Die Schwächen des Films liegen woanders. Denn so genau Moore das Versagen des US-Gesundheitssystems beschreibt, so wenig vermag er die Ursachen zu erkennen. Dass die kapitalistische Verwertungslogik daran Schuld ist, entzieht sich seiner Vorstellung.

Statt dessen stellt er dem maroden Gesundheitssystem die Alternative in Kanada und Europa gegenüber. Moore kann kaum aufhören, über dessen Vorzüge zu schwärmen oder schwärmen zu lassen.

Es mag richtig sein, dass in den meisten europäischen Ländern die Versorgung auch für Menschen mit wenig Geld, besser als in den USA ist.
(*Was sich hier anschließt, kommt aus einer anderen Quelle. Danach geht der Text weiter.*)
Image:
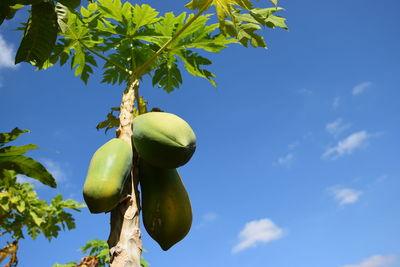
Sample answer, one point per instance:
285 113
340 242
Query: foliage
99 250
12 158
21 210
40 31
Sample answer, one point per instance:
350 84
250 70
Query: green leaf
167 76
29 167
72 4
142 16
197 4
38 221
62 16
112 121
8 137
39 36
193 62
16 150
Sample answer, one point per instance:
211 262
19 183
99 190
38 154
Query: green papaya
163 139
108 170
166 208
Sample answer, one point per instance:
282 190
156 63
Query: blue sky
297 162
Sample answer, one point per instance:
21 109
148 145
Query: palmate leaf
193 62
224 8
167 75
39 36
29 167
8 137
245 26
72 4
16 150
12 159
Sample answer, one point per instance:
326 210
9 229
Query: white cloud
285 160
347 145
375 261
255 232
6 54
336 102
360 88
346 195
337 127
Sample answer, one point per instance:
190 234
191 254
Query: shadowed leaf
29 167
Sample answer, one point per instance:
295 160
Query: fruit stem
125 241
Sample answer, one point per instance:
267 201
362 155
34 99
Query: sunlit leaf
16 150
8 137
29 167
39 36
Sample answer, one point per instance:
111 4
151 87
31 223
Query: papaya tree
22 212
126 43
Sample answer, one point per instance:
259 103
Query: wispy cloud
6 54
285 160
360 88
256 232
346 195
347 145
336 102
337 127
375 261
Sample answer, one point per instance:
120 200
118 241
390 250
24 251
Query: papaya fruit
163 139
166 208
108 170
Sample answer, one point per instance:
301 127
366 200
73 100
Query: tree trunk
124 240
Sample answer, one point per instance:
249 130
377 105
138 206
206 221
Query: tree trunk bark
124 240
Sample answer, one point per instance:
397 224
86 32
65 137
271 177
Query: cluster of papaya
164 142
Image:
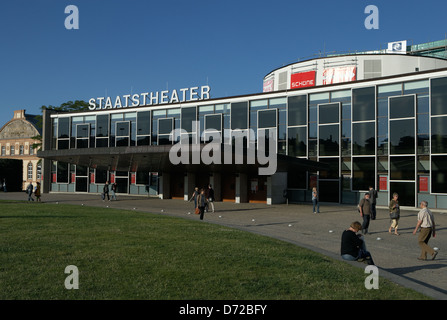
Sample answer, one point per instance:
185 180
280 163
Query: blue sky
147 46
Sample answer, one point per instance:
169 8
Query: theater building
341 123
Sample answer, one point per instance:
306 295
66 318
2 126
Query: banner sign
339 74
150 98
302 80
268 86
397 47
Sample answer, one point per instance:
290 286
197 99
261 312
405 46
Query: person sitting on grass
353 246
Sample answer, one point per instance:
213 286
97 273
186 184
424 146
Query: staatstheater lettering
150 98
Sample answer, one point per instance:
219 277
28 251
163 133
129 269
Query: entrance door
177 186
228 187
81 180
122 182
257 189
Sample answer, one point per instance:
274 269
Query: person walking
29 191
372 199
113 191
201 203
394 213
105 192
365 212
353 246
426 224
37 192
315 201
194 196
210 197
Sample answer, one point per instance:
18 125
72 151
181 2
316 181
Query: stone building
16 143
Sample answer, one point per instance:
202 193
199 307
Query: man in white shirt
426 223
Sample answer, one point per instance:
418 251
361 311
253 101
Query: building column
241 188
189 184
276 184
216 183
46 145
164 185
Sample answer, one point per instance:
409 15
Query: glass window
329 113
363 138
363 173
122 129
423 104
402 168
239 115
297 141
144 123
165 126
343 95
389 90
363 104
439 134
267 118
439 96
102 125
333 171
82 131
402 137
63 128
188 116
416 86
62 172
406 192
213 122
297 110
329 140
402 107
439 174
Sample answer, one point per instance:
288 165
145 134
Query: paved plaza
396 256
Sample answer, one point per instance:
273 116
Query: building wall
16 143
386 132
365 66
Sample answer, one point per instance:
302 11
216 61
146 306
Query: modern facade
343 123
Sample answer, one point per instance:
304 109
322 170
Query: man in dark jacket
353 245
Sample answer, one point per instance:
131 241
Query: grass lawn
134 255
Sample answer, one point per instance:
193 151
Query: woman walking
394 214
201 202
315 200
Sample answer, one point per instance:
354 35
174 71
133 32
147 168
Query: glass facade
391 136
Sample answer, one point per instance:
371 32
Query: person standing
365 212
210 197
29 191
394 213
105 192
201 202
37 192
194 196
426 223
372 200
315 202
353 245
113 191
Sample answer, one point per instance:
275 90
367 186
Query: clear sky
137 46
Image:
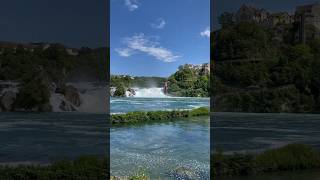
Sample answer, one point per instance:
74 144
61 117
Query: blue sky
154 37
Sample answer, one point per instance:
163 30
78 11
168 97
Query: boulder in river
66 106
183 173
72 95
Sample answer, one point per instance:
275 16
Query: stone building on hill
308 17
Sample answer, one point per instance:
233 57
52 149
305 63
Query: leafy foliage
189 82
256 72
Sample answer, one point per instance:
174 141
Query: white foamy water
93 98
149 92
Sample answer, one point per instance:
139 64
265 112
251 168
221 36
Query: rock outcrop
183 173
7 100
72 95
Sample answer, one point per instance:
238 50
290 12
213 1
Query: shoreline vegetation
290 158
156 116
264 68
188 81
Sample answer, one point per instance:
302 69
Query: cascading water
149 92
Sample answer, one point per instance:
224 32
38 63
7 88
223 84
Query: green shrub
154 116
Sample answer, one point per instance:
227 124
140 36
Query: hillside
265 68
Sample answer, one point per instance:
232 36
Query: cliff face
79 97
41 72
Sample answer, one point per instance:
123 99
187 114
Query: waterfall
149 92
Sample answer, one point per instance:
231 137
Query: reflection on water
42 137
159 148
122 105
250 132
255 132
304 175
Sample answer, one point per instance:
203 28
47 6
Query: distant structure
262 16
203 69
308 17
Das ist aber die Folge einer einmal starken sozialen Bewegung, die hier Reformen erkämpften, die mittlerweile längst zurück gedreht werden.

Vom Stellen- und Sozialabbau im europäischen Gesundheitswesen, von der Zwei-Klassen-Medizin und der zunehmenden Privatisierung auch auf diesem Sektor, erfährt man bei Michael Moore wenig. Statt dessen bedient er den Stammtisch, wenn er sich darüber aufregt, dass für angebliche Al-Quaida-Terroristen in Guantánamo eine bessere Gesundheitsversorgung gewährleistet wird, als den Feuerwehrleuten, die am 11. September bei den Löscharbeiten halfen und davon krank wurden.

Für Moore mag es sich hier um ein taktisches Argument handeln, um auch in konservativen Kreisen der USA Gehör zu finden. Tatsächlich aber bedient er damit Ressentiments.

So wäre es ein eher mittelmäßiger Film, wenn nicht das Ende doch noch einmal zum Nachdenken anregte.

Auf Guantánamo abgewiesen, landet Moore mit einer Schar von Kranken auf der Suche nach Behandlung in Kuba. Dort werden PartientInnen untersucht, geröntgt, ihnen werden Medikamente verschrieben und zahlen müssen sie dafür keinen Cent. Die Patientendelegation wird genau so behandelt, wie jeder Kubaner und wie die zahlreichen Menschen aus aller Welt, die zur Behandlung nach Kuba kommen.

So macht der Film am Schluss noch einmal deutlich, dass die Krise des Gesundheitssystems eine Folge des Kapitalismus ist und dass es auch Alternativen gibt.

Was sich die reichen USA nicht leisten wollen, nämlich Geld für Gesundheit auszugeben, ist in Kuba seit der Revolution Alltag. Trotz widriger Umstände, einem internationalen Boykott etc. hatte und hat ein erstklassiges Gesundheitssystem in Kuba bis heute Priorität.

Das wird im Film deutlich und genau deswegen gab es z.B. an der Schlussszene soviel Kritik.

Ein Krankenhaus in Havanna nimmt sich schließlich der PatientInnen an, bringt die teuersten Geräte für die vernachlässigten Amerikaner in Stellung und erfährt deren Dankbarkeit.

Die Reise zum Feind nach Kuba wird Folgen haben, Moore hat das US-amerikanische Handelsembargo verletzt, ihm droht nun ein Prozess.

Der Film, der vor allem in den USA zum Kassenschlager wurde, ist schon ein Politikum. Schließlich erfahren viele US-AmerikanerInnen einmal ganz deutlich, dass Ihnen bei der gesundheitlichen Sicherheit für Menschen mit wenig Geld, Kuba weit überlegen ist.

Für Menschen in Deutschland ist der Film trotz einer gewissen Schönfärberei der Verhältnisse in Europa trotzdem ein Vergnügen. Denn vieles kann man dem Gesellschaftskritiker vorwerfen, vor allem seinen gnadenlosen Reformismus. Doch im Gegensatz zu dem räsonierenden und humorfreien Raunen einer Daniela Dahn, eines Friedrich Schorlemmer ider eines Mathias Grefrath, die hierzulande als GesellschaftskritikerInnen gelten, haben Moores Arbeiten Unterhaltungswert und sind lustig.